Yaşananlar; uygulanan yöntemler, atılan sloganlar ve kullanılan semboller açısından “Otpor” ve “Renkli devrimleri” andırır gibi olsa da bu kez durum farklıydı. Organizasyon bu kez muhalif siyasi partilerde değil, dijital platformlardaydı. Bu kez muhalefet liderlerinin çağrısı değil, sosyal medya mecralarından atılan mesajlar insanları sokaklara dökmekteydi.

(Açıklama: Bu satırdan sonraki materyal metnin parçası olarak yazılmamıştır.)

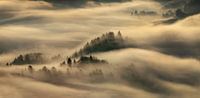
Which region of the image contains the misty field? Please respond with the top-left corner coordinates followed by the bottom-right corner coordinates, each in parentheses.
top-left (0, 0), bottom-right (200, 98)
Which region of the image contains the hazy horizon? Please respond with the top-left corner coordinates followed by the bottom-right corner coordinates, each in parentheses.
top-left (0, 0), bottom-right (200, 98)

Meğer “Renkli devrim” sürecini eskiten güçler, bu kez “Dijital devrim” seanslarına ağırlık vermişlerdi. Bir bir açılan sosyal medya mecraları, yayılan internet, her eve giren bilgisayar, her cebe giren telefonlar, arayış içerisindeki gençlikle buluşunca muazzam bir potansiyele kapı aralamıştı. Tek yapmaları gereken şey, gençliğin vazgeçilmezi haline gelen dijital imkanları bir bütün haline getirmek, gençlikte bir farkındalık oluşturmak, bu amaçla sanal bir örgütlenme modeli oluşturmak ve harekete geçirip devrim devşirmekti.

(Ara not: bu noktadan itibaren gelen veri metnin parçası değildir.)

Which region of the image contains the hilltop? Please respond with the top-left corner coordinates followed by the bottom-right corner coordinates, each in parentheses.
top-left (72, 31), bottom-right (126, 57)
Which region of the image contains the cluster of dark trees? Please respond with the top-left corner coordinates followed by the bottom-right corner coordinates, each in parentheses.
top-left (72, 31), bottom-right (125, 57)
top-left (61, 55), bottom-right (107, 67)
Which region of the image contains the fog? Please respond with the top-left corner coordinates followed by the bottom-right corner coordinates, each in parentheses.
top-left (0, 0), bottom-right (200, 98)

“Bahar'a” hazırlık evresinde neredeyse her ülkeden sanal gençlik konseyleri oluşturmuşlardı. Konseylere “Temsilci” bile atamışlardı. Amerika'da periyodik aralıklarla düzenlenen gençlik temsilcileri forumlarına dünyanın dört bir yanından temsilciler çağırılıp sıkı eğitimlerden geçirmişlerdi. Ülkelerine dönen her bir temsilci veya temsilciler, meşhur birer “Sanal Aktivist” olup karşımıza çıkmışlardı.
Üstelik bugün bile gerilimli bölgelerde boy gösterip bu bölgeler üzerinden algı patlaması oluşturan “Aktivist” namındaki sosyal medya fenomenlerinin neredeyse tümü bu eğitim seanslarından geçirilmişlerdi.

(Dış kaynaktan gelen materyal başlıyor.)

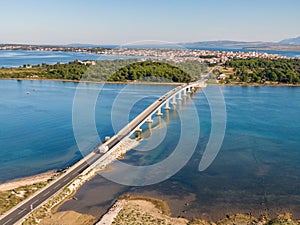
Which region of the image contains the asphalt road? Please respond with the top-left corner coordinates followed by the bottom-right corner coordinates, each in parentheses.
top-left (0, 84), bottom-right (198, 225)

Bir yandan sosyal medya üzerinden olaylar tetikleniyor, bir yandan da yaşananları nasıl algılamamız gerektiği hususunda yine sosyal medya üzerinden “Aktivist” kisveli elemanların propaganda şiddetine maruz bırakılıyoruz ve bu durum hala sürüyor.
* * *
Yeni dönem “Aktivistlerin” rol modeli olan Oscar Morales kimdir, nasıl başardı?
Arap Baharı öncesi Amerika'da bir araya getirilen “Gençlik Hareketleri İttifakı” neyin nesiydi? Hangi ülkelerdeki gençlik temsilcileri eğitimlerden geçirildi?
Eğitimlerden geçirilen ve “Arap Baharı” sürecinde müthiş icraatlar sergileyen “Gençlik temsilcileri”, bugün “Aktivist” kisvesiyle ne tür işlevler görüyorlar?
İslam dünyasının buhranlı alanlarından “Anlık haber” paylaşan “Aktivistler” de neyin nesi?
Gençlerin sanal ortamlara çekilip birer kirli propaganda maşasına dönüştürülmesinde “Aktivistlerin” rolü nedir?
Gençliğin neredeyse tüm aidiyetlerinden vazgeçerek birer “Aktivist” kurbanı haline gelmesi normal mıdır?
Ve daha nice sorular….
Devamı bir sonraki yazıda.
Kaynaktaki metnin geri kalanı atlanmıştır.